In 1996-97, Beacon Journal reporter Dennis J. Willard and I toured school buildings in the state studying whether all children were receiving an adequate public education. Some buildings were using 20-year-old texts. One had scaffolding around the deteriorating exterior to protect children from falling bricks. The answer to the question of equity and adequacy in education was unequivocally, “No.”
The Ohio Supreme Court agreed in 1997, ruling that Ohio’s philosophy of education as a local responsibility was unconstitutional and ordered the legislature and governor to define adequate education, then fund it.
Justice Paul Pfeifer described the situation as “unconscionable.” Of the dissenting minority that preferred to punt to the legislature and its local-control tendencies, Pfeifer said: “They would require us to ignore coal bin classrooms, free-floating asbestos fibers, leaking roofs, and arsenic-laced water. … ”
Here’s where the dark truth emerges: Rather than take responsibility for adequately educating all 1.8 million schoolchildren, the legislature chose to defy the justices and make jokes. How? The Ohio Supreme Court is elected.
Republican leadership commenced fundraising and recruited court candidates inclined toward local control.
At a breakfast of Ohio Republicans at the 2000 national convention, then Senate President Dick Finan introduced the candidates and segued into a story something like this:
A guy was buckled into his seat as his plane taxied out for takeoff. Suddenly it turned back toward the terminal.
The man stopped a flight attendant, “What’s going on?”
She replied: “The pilot heard a sound he didn’t like, so we’re going back.”
The man asked: “Are we getting another plane?”
She said: “No, we’re getting another pilot.”
Lack of concern for children. And Ohio crashed.

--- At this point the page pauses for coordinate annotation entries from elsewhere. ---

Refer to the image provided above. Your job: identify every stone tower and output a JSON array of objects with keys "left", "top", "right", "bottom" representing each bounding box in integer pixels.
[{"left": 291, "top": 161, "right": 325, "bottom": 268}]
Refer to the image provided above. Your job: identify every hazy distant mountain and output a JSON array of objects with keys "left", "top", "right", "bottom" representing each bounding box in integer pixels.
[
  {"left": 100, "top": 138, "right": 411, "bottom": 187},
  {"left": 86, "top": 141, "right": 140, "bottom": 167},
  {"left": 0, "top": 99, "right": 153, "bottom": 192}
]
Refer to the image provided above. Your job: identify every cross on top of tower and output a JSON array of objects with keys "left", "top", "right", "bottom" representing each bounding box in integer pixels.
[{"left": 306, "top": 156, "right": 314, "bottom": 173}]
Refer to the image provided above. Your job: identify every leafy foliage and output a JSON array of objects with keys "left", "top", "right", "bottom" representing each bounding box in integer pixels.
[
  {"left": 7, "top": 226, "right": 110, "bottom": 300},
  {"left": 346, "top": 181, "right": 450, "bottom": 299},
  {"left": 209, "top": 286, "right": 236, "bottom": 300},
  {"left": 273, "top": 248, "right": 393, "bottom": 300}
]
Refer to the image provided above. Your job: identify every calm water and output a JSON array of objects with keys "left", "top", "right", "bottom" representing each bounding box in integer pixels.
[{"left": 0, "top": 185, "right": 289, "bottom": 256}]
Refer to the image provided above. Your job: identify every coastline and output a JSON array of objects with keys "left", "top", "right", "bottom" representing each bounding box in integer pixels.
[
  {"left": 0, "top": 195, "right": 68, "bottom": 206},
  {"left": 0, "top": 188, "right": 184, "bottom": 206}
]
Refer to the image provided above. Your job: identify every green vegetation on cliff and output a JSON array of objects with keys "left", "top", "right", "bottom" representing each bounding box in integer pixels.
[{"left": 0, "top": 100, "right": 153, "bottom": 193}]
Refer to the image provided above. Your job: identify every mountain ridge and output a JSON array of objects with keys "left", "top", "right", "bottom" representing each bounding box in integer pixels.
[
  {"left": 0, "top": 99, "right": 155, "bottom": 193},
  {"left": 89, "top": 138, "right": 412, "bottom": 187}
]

Since the court’s DeRolph ruling, Ohio has fallen from 20th for percentage of the population with a high school diploma to 25th, according to the U.S. Census. For a bachelor’s degree, we plunged from 27th to 37th. Yes, 10 rungs in 20 years.
And where are the children who graduated from public schools since the court ruling? They’re in the age group with the highest death rates for opioid overdoses.
But don’t blame education. Blame the confederacy.
Ohio’s overdose death rate is second only to West Virginia. Eight states have declared a state of emergency, allowing them to gather real-time data at central command and concentrate resources where needed.
Not Ohio. Ohio made money available for overdose antidotes, but counties have to apply. Some counties with high death rates have not done so. Ohio made it legal to operate life-saving needle exchanges, but many counties don’t. Some community officials prefer retribution rather than care.
The state could fix that. But it hasn’t.
As Your Voice Ohio listened to Ohioans, we compiled a list of actions people believe necessary to fix the crisis, and among them were overdose kits, needle exchanges and coping skills for kids in crisis — in the schools. What are the chances that will get funded?
As the Your Voice Ohio project turns to envisioning a move vibrant Ohio, what must we do to create vibrancy?
Jason Segedy, Akron city planning director, tweeted after the recent city population reports: “Midwest and Northeast cities continue to struggle, strangled by fragmented local government, which dilutes power & influence.”
He is an advocate for a sense of place and meanwhile critical of the multiple layers of local governments. About 20 years ago, I counted all the independent governing agencies in the Akron-Canton area of about 1 million people — we have about 400. Ridiculous.
Meanwhile, children suffer and, well, we won’t know exactly who died of overdoses in Ohio in 2017 until August. Ohio hardly feels like a real-time state of emergency. That’s a local matter.